Here in Lesotho I act as a facilitator. That’s a fancy way of saying I don’t “own” the projects I work on. None of them are “mine”, and that’s the point. They should be “owned” by the Basotho. The ideas should be community driven, initiated, and executed while I just sit there and give them the ability to achieve their goals. Skill transfer, an idea sounding board, maybe just a little bit of money. I’m the tool box, they’re the carpenters.

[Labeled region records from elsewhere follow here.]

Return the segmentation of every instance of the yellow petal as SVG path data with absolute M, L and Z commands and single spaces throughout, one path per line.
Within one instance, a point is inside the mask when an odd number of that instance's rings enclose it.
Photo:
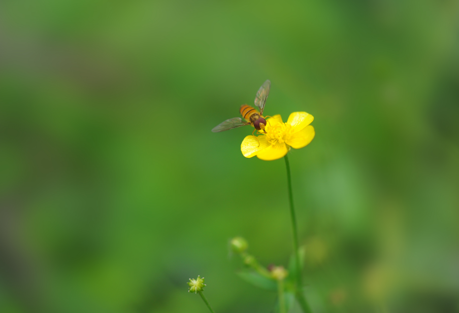
M 241 151 L 242 154 L 246 158 L 251 158 L 257 155 L 259 151 L 270 146 L 269 143 L 266 141 L 264 135 L 258 137 L 247 136 L 242 141 L 241 144 Z
M 274 116 L 272 117 L 270 117 L 270 118 L 266 120 L 266 122 L 269 121 L 269 123 L 268 123 L 268 125 L 273 125 L 275 124 L 278 123 L 282 123 L 282 118 L 280 117 L 280 114 L 276 114 Z
M 300 131 L 311 124 L 314 120 L 314 117 L 306 112 L 293 112 L 288 117 L 287 123 L 292 126 L 292 133 Z
M 259 151 L 256 155 L 258 159 L 265 161 L 272 161 L 280 159 L 288 152 L 285 144 L 278 144 L 275 146 L 270 145 L 269 147 L 262 151 Z
M 314 138 L 315 131 L 312 125 L 306 126 L 300 131 L 293 134 L 287 144 L 292 148 L 300 149 L 307 146 Z

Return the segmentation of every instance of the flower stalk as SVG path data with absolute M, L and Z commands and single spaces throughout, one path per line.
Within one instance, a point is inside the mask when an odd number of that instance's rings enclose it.
M 210 304 L 209 304 L 209 302 L 207 301 L 207 299 L 206 299 L 206 297 L 204 296 L 204 294 L 203 293 L 203 292 L 198 291 L 198 293 L 199 293 L 199 295 L 201 296 L 201 298 L 203 298 L 203 301 L 204 301 L 204 303 L 206 303 L 206 305 L 207 306 L 207 307 L 209 308 L 209 310 L 210 311 L 211 313 L 215 313 L 212 309 L 212 307 L 211 307 Z
M 279 312 L 285 313 L 285 300 L 284 297 L 284 281 L 277 281 L 277 294 L 279 297 Z
M 287 186 L 288 188 L 288 201 L 290 204 L 290 215 L 291 218 L 291 228 L 293 233 L 293 252 L 295 256 L 295 265 L 297 277 L 297 299 L 300 303 L 303 311 L 305 313 L 311 313 L 311 309 L 306 301 L 303 293 L 303 283 L 302 282 L 301 264 L 300 261 L 300 253 L 298 247 L 298 232 L 297 229 L 297 217 L 293 207 L 293 196 L 291 188 L 291 175 L 290 172 L 290 162 L 288 157 L 286 154 L 284 157 L 285 160 L 285 166 L 287 168 Z

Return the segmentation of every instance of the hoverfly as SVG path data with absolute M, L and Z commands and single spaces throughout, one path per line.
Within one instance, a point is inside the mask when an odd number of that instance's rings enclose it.
M 250 106 L 242 105 L 241 106 L 241 109 L 239 109 L 239 113 L 241 113 L 241 115 L 246 120 L 245 122 L 243 122 L 242 119 L 240 117 L 234 117 L 232 119 L 226 120 L 216 126 L 212 130 L 212 132 L 224 131 L 228 129 L 251 125 L 255 127 L 256 130 L 263 130 L 266 132 L 265 131 L 265 126 L 266 126 L 266 120 L 265 119 L 263 114 L 263 110 L 265 109 L 265 104 L 266 103 L 266 99 L 269 94 L 269 89 L 271 85 L 271 82 L 269 80 L 267 80 L 261 85 L 261 87 L 260 87 L 260 89 L 258 89 L 258 92 L 256 93 L 256 96 L 255 97 L 255 105 L 258 108 L 259 112 L 257 111 L 254 108 L 252 108 Z

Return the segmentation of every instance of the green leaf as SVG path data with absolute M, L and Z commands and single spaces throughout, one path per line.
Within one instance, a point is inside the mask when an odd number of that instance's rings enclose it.
M 298 249 L 298 253 L 300 254 L 300 266 L 302 269 L 304 264 L 306 247 L 304 246 L 300 247 Z M 295 254 L 293 253 L 290 257 L 290 260 L 288 261 L 288 276 L 287 277 L 287 280 L 289 281 L 293 282 L 297 279 L 297 266 L 296 264 Z
M 268 290 L 277 290 L 277 283 L 274 280 L 269 279 L 253 271 L 241 271 L 238 275 L 243 280 L 254 286 Z
M 285 311 L 288 313 L 293 307 L 293 303 L 295 303 L 295 294 L 290 291 L 284 291 L 284 301 L 285 302 Z M 279 299 L 276 301 L 274 305 L 274 311 L 280 312 L 279 307 Z

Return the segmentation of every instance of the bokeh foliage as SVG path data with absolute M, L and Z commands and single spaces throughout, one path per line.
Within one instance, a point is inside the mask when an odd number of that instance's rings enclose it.
M 0 310 L 272 311 L 282 160 L 210 129 L 272 82 L 314 312 L 459 307 L 456 0 L 0 3 Z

This Sucks. Nothing is mine. I don’t feel the passionate need to “go to the mattresses”. I don’t say up at night worrying about success or failure. So much of it is out of my hands that its hard to get worked up over it. I miss the days of really fighting the good fight. I miss applying myself to a task, which was in my own hands to achieve, and really working out the short and long of it. In short, I miss the conflict, the struggle, the challenge.

I’m itchin’ for a fight.

Watch out.

Monday, December 14, 2009

Just thoughts

I have just around seven months left in my Peace Corps service. To be a bit more precise I have 31 weeks left if I choose to close my service (CoS) in July. With only half a year left its natural to look back and think of the things I’ve done.


My mind then goes blank.

A large part of the Peace Corps support structure is to remind us that we are just one person, one little cog, one little ant in the grand scheme of things. They remind us that even if our projects fail, if our support groups disappear and the clubs never fully form, our simple presence in the village, at the work place, changes lives and helps.

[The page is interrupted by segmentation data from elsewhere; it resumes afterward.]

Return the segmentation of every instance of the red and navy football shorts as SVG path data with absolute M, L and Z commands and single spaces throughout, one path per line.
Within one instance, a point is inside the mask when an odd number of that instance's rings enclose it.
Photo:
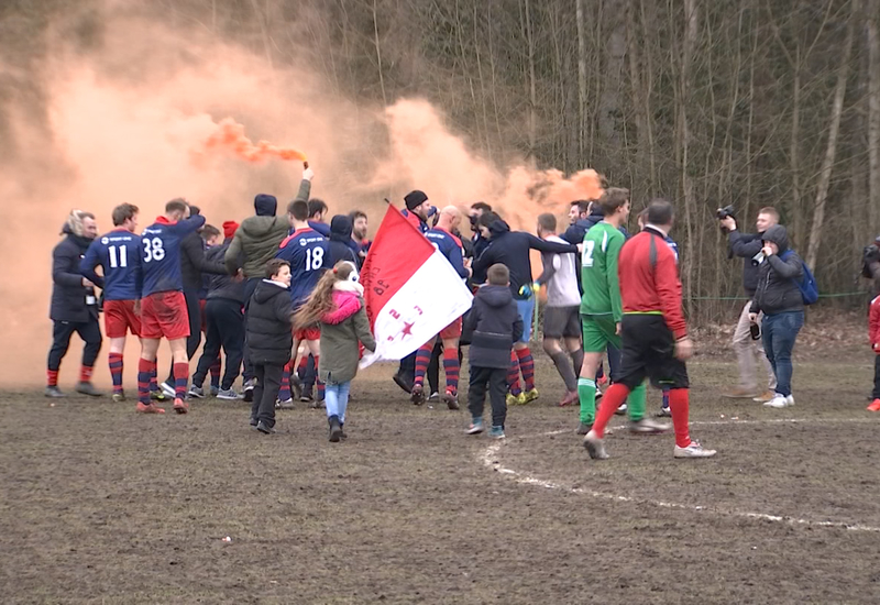
M 178 340 L 189 337 L 189 314 L 182 292 L 157 292 L 141 300 L 141 336 Z
M 125 338 L 131 333 L 141 336 L 141 318 L 134 312 L 134 300 L 105 300 L 103 329 L 107 338 Z
M 321 340 L 321 328 L 318 326 L 302 328 L 294 332 L 294 338 L 299 342 L 304 340 Z
M 199 298 L 199 317 L 201 317 L 201 331 L 202 333 L 208 333 L 208 316 L 205 314 L 205 306 L 208 301 L 204 298 Z

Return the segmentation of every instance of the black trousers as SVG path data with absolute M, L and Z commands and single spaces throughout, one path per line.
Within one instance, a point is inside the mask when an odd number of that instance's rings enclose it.
M 193 384 L 200 387 L 205 383 L 205 377 L 220 355 L 222 346 L 227 354 L 227 364 L 220 388 L 228 391 L 239 377 L 244 355 L 244 315 L 241 302 L 228 298 L 209 298 L 205 305 L 205 317 L 208 331 L 205 334 L 205 349 L 193 375 Z
M 880 399 L 880 355 L 873 356 L 873 398 Z
M 275 399 L 282 387 L 284 365 L 255 364 L 254 400 L 251 404 L 251 418 L 262 420 L 267 427 L 275 426 Z
M 688 388 L 688 366 L 675 359 L 675 337 L 661 315 L 624 315 L 623 361 L 614 381 L 632 391 L 646 376 L 657 388 Z
M 86 343 L 82 348 L 82 365 L 86 367 L 95 365 L 102 341 L 98 318 L 92 317 L 88 321 L 55 321 L 52 327 L 52 349 L 48 350 L 48 369 L 53 372 L 57 372 L 62 366 L 62 358 L 67 354 L 74 332 Z
M 199 305 L 199 293 L 184 290 L 186 300 L 186 312 L 189 316 L 189 337 L 186 339 L 186 358 L 193 359 L 201 344 L 201 306 Z M 174 359 L 168 369 L 168 380 L 166 383 L 174 384 Z
M 245 332 L 248 330 L 248 309 L 251 307 L 251 297 L 254 295 L 254 290 L 256 290 L 256 285 L 260 284 L 260 277 L 251 277 L 244 284 L 244 329 Z M 245 339 L 246 343 L 246 339 Z M 253 364 L 251 363 L 251 356 L 248 354 L 248 346 L 244 348 L 244 356 L 242 358 L 244 361 L 244 373 L 242 377 L 245 382 L 250 381 L 254 377 L 254 369 Z
M 468 389 L 468 409 L 472 418 L 483 417 L 486 389 L 492 404 L 492 426 L 504 427 L 507 419 L 507 369 L 471 366 L 471 384 Z

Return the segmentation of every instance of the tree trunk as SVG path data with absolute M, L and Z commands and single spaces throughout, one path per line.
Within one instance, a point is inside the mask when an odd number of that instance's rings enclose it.
M 578 161 L 583 162 L 586 139 L 586 32 L 584 30 L 584 0 L 574 0 L 578 21 Z
M 868 21 L 868 212 L 871 233 L 880 232 L 880 33 L 878 9 Z
M 828 200 L 828 187 L 832 182 L 832 168 L 837 153 L 837 135 L 840 133 L 840 116 L 844 112 L 844 97 L 846 95 L 846 80 L 849 75 L 849 57 L 853 54 L 853 36 L 856 15 L 858 14 L 858 0 L 851 0 L 849 25 L 847 26 L 846 42 L 840 65 L 837 68 L 837 85 L 834 90 L 832 103 L 831 127 L 828 128 L 828 144 L 825 147 L 825 157 L 822 161 L 818 185 L 816 187 L 816 206 L 813 209 L 813 224 L 810 228 L 810 246 L 806 250 L 806 264 L 815 271 L 818 248 L 822 243 L 822 228 L 825 224 L 825 205 Z
M 388 97 L 385 95 L 385 77 L 382 75 L 382 47 L 378 43 L 378 18 L 376 15 L 376 0 L 373 0 L 373 44 L 376 46 L 376 65 L 378 67 L 378 86 L 382 89 L 382 103 L 388 107 Z
M 598 130 L 606 145 L 608 174 L 614 177 L 619 170 L 620 134 L 618 121 L 622 114 L 622 78 L 624 57 L 626 56 L 626 21 L 624 0 L 606 0 L 603 11 L 610 20 L 610 28 L 605 44 L 605 69 L 603 73 L 602 98 L 600 100 Z M 619 174 L 619 173 L 618 173 Z
M 690 97 L 691 64 L 693 63 L 694 47 L 696 46 L 697 34 L 697 8 L 696 0 L 684 0 L 684 47 L 681 57 L 681 70 L 679 74 L 679 136 L 681 145 L 681 188 L 684 197 L 684 258 L 682 263 L 682 278 L 684 283 L 684 305 L 685 309 L 691 310 L 691 299 L 693 295 L 693 268 L 694 268 L 694 185 L 689 174 L 690 153 L 691 153 L 691 129 L 688 122 L 688 100 Z

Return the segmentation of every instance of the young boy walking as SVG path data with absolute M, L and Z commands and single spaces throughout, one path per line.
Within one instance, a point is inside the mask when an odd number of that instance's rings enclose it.
M 471 338 L 471 382 L 468 409 L 471 426 L 468 435 L 483 432 L 483 406 L 488 389 L 492 403 L 492 430 L 490 437 L 504 438 L 507 418 L 507 370 L 510 350 L 522 338 L 522 319 L 519 317 L 510 293 L 510 272 L 501 263 L 488 267 L 488 285 L 477 290 L 471 315 L 468 317 Z
M 256 285 L 248 308 L 248 353 L 256 378 L 251 426 L 264 435 L 275 432 L 275 399 L 294 348 L 289 288 L 290 263 L 273 258 L 266 264 L 266 278 Z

We will never see the change we make.

Despite these constant reminders its hard not to get discouraged. Most of the projects, due to a lack of commitment, money issues, misunderstandings, or what have you, have failed. Small projects, such as setting up gardens or co-ops get my hopes up, and then a month or so later turn into disappointments. This late in the game I don’t even know if I can say I’m giving it my all anymore.

Its hard.

At the same time I sit here and look back on the past year and half I’ve spent in Africa, living a life that would be hard to even comprehend in America, and think fondly of it. It’s a bit of a paradox. A sense of failure mixed with accomplishment.

The skills I’ll take away from this are far to interpersonal and deeply rooted to accurately explain. I’m certain that I can tolerate just about any work condition. I’m sure that when (if) I get a real job there wont be a task to hard, boring, or useless for me to take on. I’m also afraid I wont be able to share, in the true sense, how important this has been in my life.
Stories will be told, but details left out.

Memories related but meaning lost.


Merry X-mass if I don’t post before then!

Saturday, December 12, 2009

I Havn't Forgotten...

Its been about 5 months since my last post. Sorry about that. The thing is that when I finally sit down in front of a computer I find myself far too tired or busy or distracted to really write anything.

I've actually been writing alot! We have a new news letter here in country by PCV's for PCV's. I've taken on the responsibility (because I dont know how to say no, and it makes up for my laziness at site) of editing the poor thing. When there isnt an article to full room, I write one up. I'm rather enjoying it!